Postby pochisoldi » April 5th, 2018, 5:29 pm

greygymsock wrote:
pochisoldi wrote:You've got that wrong, the personal allowance always gets used up against salary first, so for anyone with "earned income" (aka salary/pension) which exceeds the personal allowance won't have any left to use against dividends.


no: see "2.6 Example 6" in the link PinkDalek provided earlier - https://www.gov.uk/government/publicati ... -factsheet ... where it says:

"The Personal Allowance should be allocated in the most beneficial way but dividend income is treated as the ‘top slice’ of income."

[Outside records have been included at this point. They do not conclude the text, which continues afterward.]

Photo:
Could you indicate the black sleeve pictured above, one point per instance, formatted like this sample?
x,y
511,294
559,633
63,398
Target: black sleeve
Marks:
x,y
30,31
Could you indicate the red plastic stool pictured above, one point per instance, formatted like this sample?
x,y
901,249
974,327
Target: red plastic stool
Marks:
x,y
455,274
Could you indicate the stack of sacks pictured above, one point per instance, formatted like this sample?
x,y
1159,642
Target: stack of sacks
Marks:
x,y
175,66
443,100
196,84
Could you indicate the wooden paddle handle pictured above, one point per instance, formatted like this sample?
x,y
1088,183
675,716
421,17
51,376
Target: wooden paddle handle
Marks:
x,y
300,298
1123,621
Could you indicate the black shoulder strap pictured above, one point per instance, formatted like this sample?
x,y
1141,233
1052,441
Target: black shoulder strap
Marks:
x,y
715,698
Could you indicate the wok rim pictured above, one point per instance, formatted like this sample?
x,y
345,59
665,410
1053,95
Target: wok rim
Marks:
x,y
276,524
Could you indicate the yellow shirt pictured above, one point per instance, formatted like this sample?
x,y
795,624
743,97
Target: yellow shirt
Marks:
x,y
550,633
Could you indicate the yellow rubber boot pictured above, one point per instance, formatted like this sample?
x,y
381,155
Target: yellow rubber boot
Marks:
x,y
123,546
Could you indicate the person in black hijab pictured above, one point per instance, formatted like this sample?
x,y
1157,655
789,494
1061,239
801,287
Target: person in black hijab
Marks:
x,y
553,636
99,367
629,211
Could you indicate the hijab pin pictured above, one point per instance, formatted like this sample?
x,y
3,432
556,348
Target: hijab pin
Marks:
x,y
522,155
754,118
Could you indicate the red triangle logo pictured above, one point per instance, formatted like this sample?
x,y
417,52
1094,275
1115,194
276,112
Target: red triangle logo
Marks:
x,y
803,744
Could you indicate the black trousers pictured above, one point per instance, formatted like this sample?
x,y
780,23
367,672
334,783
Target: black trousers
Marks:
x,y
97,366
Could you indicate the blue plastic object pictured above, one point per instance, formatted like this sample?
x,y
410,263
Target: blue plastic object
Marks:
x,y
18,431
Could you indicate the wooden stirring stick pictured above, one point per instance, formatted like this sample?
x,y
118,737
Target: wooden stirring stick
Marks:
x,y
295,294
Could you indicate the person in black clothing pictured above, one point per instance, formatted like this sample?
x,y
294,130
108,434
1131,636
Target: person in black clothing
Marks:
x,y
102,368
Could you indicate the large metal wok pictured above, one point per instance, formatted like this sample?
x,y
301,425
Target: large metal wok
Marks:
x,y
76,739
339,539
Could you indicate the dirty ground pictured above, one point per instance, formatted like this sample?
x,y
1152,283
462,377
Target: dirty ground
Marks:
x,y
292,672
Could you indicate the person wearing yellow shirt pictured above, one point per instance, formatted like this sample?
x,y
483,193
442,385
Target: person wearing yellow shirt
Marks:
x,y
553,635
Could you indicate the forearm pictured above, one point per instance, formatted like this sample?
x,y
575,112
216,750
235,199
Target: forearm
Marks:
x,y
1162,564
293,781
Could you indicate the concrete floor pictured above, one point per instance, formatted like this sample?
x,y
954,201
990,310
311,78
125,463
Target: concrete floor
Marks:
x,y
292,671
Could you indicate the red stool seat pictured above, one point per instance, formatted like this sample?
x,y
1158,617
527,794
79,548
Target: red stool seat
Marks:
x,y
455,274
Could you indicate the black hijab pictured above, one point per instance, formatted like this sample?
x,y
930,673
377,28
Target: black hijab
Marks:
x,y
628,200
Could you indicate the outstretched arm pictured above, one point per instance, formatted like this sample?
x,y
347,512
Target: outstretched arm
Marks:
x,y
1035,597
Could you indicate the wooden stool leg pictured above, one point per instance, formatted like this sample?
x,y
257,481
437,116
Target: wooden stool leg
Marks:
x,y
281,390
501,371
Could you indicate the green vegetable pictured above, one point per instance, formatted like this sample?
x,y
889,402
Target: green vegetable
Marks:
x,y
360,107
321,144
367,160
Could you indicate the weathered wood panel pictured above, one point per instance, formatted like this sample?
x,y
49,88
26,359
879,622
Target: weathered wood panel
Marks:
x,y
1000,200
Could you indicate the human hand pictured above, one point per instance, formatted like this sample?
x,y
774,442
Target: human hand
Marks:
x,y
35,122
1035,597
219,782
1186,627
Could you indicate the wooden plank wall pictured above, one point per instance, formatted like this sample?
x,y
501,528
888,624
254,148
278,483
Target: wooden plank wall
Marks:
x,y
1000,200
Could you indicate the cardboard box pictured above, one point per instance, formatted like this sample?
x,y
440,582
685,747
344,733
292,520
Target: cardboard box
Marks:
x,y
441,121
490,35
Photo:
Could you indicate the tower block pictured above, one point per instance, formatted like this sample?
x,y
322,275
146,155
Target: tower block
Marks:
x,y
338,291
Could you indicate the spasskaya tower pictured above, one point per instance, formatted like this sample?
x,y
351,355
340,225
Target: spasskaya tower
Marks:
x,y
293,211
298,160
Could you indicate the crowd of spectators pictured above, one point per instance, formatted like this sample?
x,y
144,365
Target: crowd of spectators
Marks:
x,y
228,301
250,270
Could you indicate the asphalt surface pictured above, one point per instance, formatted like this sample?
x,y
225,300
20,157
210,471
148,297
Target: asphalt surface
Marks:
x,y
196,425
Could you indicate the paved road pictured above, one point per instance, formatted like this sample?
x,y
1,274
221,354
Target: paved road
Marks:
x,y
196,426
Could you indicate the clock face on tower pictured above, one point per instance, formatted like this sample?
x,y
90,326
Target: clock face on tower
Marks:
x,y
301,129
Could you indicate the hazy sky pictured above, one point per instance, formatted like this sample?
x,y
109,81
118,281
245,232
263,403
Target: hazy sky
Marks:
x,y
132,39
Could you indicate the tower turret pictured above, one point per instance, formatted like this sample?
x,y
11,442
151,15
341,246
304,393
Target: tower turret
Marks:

the fixed "order of taxation" - viz. first non-savings (salary/pension/self-employment/property income/other), second savings (i.e. interest), third dividends - is not used to decide how the personal allowance is allocated. the order of taxation is used (after the PA has been allocated in the most beneficial way) to determine how rates/bands apply (and the "personal savings allowance" and "dividend allowance" are really zero-rate bands, not allowances).


If you assign £1000 of personal allowance to dividends you save £1000 *7.5% tax = £75
If you assign £1000 of personal allowance to salary you save £1000 * 20% tax = £200 - you gain £125

(For a higher rate tax payer the rates are 40%/32.5% and you gain £75)

No brainer - if you have a choice use your personal allowance against salary not dividends.